German Finance Minister Wolfgang Schaeuble. (AP Photo/Virginia Mayo, File)

Greek Prime Minister Alexis Tsipras’ hope for debt relief as a trade-off for agreeing to more harsh austerity measures demanded by international creditors hit a roadblock with reports that Germany - the biggest contributor to 326 billion euros ($358.52 billion) is going to back him.

Tsipras has told his Radical Left SYRIZA lawmakers and his coalition partners the pro-austerity, far-right, marginal, jingoistic Independent Greeks (ANEL) that he agreed to the tough terms he philosophically opposes and campaigned against because it would bring lower interest rates and a longer time to repay the monies, even if not an outright cut in how much is owed.

The German Finance Ministry denied the report and said that, “no such measures are being prepared” to bring Greece a debt cut.

The mass circulation German financial daily had attributed its report on sources within the ministry who claimed to have seen a relevant document.

The German ministry said Finance Minister Wolfgang Schaeuble is convinced that a May 22 Eurogroup session can wrap up Greece’s agreed-to deal with the Troika and his country.

The ministry also denied that serve as the venue where the second review of the Greek program can be conclusively achieved.

But the ministry added that, "implementation of reforms that Greece has agreed to, in exchange for assistance, will help in ensuring the sustainability of the Greek debt ...  as far as the measures for the debt, we reached a clear agreement at the May  2016 Eurogroup. Based on this agreement, only after the full implementation of the adjustment program will there be a review on whether measures for the debt are necessary."

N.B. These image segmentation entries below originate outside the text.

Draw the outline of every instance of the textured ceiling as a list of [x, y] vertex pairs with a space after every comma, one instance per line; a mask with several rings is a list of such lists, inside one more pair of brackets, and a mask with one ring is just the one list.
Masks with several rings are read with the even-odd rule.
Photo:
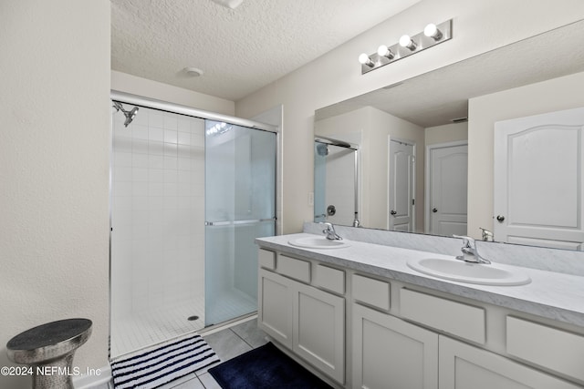
[[111, 68], [238, 100], [418, 1], [111, 0]]
[[316, 119], [374, 107], [423, 128], [468, 116], [468, 99], [584, 71], [584, 21], [318, 109]]

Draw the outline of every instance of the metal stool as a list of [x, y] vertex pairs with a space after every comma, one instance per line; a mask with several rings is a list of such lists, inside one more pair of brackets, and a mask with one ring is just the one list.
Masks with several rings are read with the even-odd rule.
[[90, 334], [91, 321], [89, 319], [47, 322], [8, 341], [8, 358], [32, 367], [33, 388], [73, 389], [73, 354]]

Tsipras had told his Cabinet that, "without a solution to the debt, there are no measures,” although it could mean there would also be no more bailout monies if he doesn’t go ahead with the agreed reforms.

Tsipras has support from the International Monetary Fund (IMF) for debt relief from the Troika of the European Union-European Central Bank-European Stability Mechanism (EU-ECB-ESM) which made him buckle and agree to more pension cuts in 2019 and taxing low-income families in return for the release of more monies from a third rescue package of 86 billion euros ($94.58 billion) he sought after saying he wouldn’t because it came with more austerity he campaigned against but them imposed – blaming the creditors and saying he had no choice.

The IMF took part in two first rescue packages of 240 billion euros ($263.94 billion) but has stayed out of the third so far until Tspiras to even more harsh measures although he said he would renege on the Troika deal unless Greece gets a debt break in some form.

With SYRIZA being crushed in the polls by the rival New Democracy Conservatives, Tsipras is eager for some kind of political victory and has set his sights on it being a debt break for austerity-crunched Greeks who have turned on him.